Mariko Tamaki really couldn’t have asked for a better October. The celebrated graphic novelist behind Skim, This One Summer, and the Lumberjanes series was in the midst of promoting her new DC Comics graphic novel, Harley Quinn: Breaking Glass, when she learned she had won a Harvey Award for her YA graphic novel Laura Dean Keeps Breaking Up With Me, which was illustrated by Rosemary Valero-O’Connell. Also this month, Tamaki announced her entry into the publishing world via Surely Books, an imprint with New York publisher Abrams Books.
Surely Books will be dedicated to publishing queer creators and, although Tamaki targets her own writing at teens, she primarily plans to publish a wide range of fiction and non-fiction titles for an adult audience. Starting in the spring of 2021, the imprint will publish three to four books per season, two seasons a year. The inaugural lineup will include a biography of American novelist and short-story writer Patricia Highsmith, a deep dive into the life of Revolutionary War hero Baron von Stueben, and a fictional graphic novel by Terry Blas and Claudia Aguirre.
How did Surely Books come to be?
My partner came up with the idea. I’d been talking about the sorts of books that I want to exist, especially in terms of queer history. And I’ve been so inspired by the ways that comics have been able to take a piece of queer history, or a piece of history in general, and make it part of the current pop culture conversation.
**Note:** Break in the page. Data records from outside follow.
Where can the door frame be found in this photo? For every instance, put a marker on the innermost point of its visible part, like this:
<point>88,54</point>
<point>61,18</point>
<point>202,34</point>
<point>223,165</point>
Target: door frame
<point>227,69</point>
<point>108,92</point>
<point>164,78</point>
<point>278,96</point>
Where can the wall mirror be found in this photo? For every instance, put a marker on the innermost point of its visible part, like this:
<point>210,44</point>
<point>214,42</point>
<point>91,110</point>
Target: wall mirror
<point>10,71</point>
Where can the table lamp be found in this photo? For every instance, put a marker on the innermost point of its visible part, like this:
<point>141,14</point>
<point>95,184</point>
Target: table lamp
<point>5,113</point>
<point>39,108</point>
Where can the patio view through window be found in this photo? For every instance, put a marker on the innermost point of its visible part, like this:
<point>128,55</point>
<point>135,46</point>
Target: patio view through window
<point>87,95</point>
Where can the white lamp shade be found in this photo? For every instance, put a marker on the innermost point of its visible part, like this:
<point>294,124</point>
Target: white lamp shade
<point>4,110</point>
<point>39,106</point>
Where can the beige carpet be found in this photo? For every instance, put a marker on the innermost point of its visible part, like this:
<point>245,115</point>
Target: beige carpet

There are different books that I wish I could read, but I don’t want to write. Still, I thought somebody could write them. And my girlfriend was like, can you start an imprint? So I ended up talking to Abrams about it. I’ve had really positive experiences working with Abrams on the Lumberjanes books. I enjoy and respect the people I work with there. And it just sort of worked out.
Why name it Surely Books?
It came from somebody at Abrams. We were brainstorming names, and she came up with it, and I liked it – I love that it’s so light and silly. But it also seems like “surely this will happen.” It’s just very positive, and it’s growing on me as I say it to more people. It’s a name that makes me smile, like it does for most people. I’m into that.
Why did you choose to start with two biographies?
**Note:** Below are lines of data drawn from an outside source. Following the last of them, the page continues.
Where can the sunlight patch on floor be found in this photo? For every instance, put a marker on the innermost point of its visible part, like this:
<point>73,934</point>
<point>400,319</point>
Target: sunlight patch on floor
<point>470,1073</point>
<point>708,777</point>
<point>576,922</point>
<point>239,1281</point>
They’re both people living in different times. The Baron von Steuben biography is a story of what it meant to be queer before it was socially accepted. The two authors, Josh Trujillo and Levi Hastings, wrote this really incredible short comic about Baron von Steuben, and this is a chance to expand that story.
And I think the Patricia Highsmith book is a very complicated story, because Patricia Highsmith was a very complicated person. I think knowing more about queer lives and what queer lives look like is important. What kind of life is behind that kind of creative output? I think it’s really interesting. And Grace Ellis is just an incredible comic book writer and I’m super excited to see her work on something of this scale.
How about the graphic novel by Terry Blas and Claudia Aguirre? Everything I’ve read teases us with group of friends who make a surprising discovery – and that’s all. Can you tell us anything else about it?
I will tell you I think that Blas is a dynamic, incredible writer. He has such a great way of writing an ensemble cast, and the stories he tells are so full of amazing ideas. So I’m very excited for people to read his book. I’ll also say that when I read the pitch for this book, I shrieked because I was so into it. So, I hope other people like it too.
Now that you have your own imprint, what’s your dream project?
I’m a big non-fiction fan. I’ve been really interested in the history of the AIDS crisis, and the legal history that’s associated with the queer population. I’m calling all nerds, really, whether you’re an archive nerd or queer history nerd or whatever you are. Part of what I’m hoping for are projects that really dig into our history and present something complicated.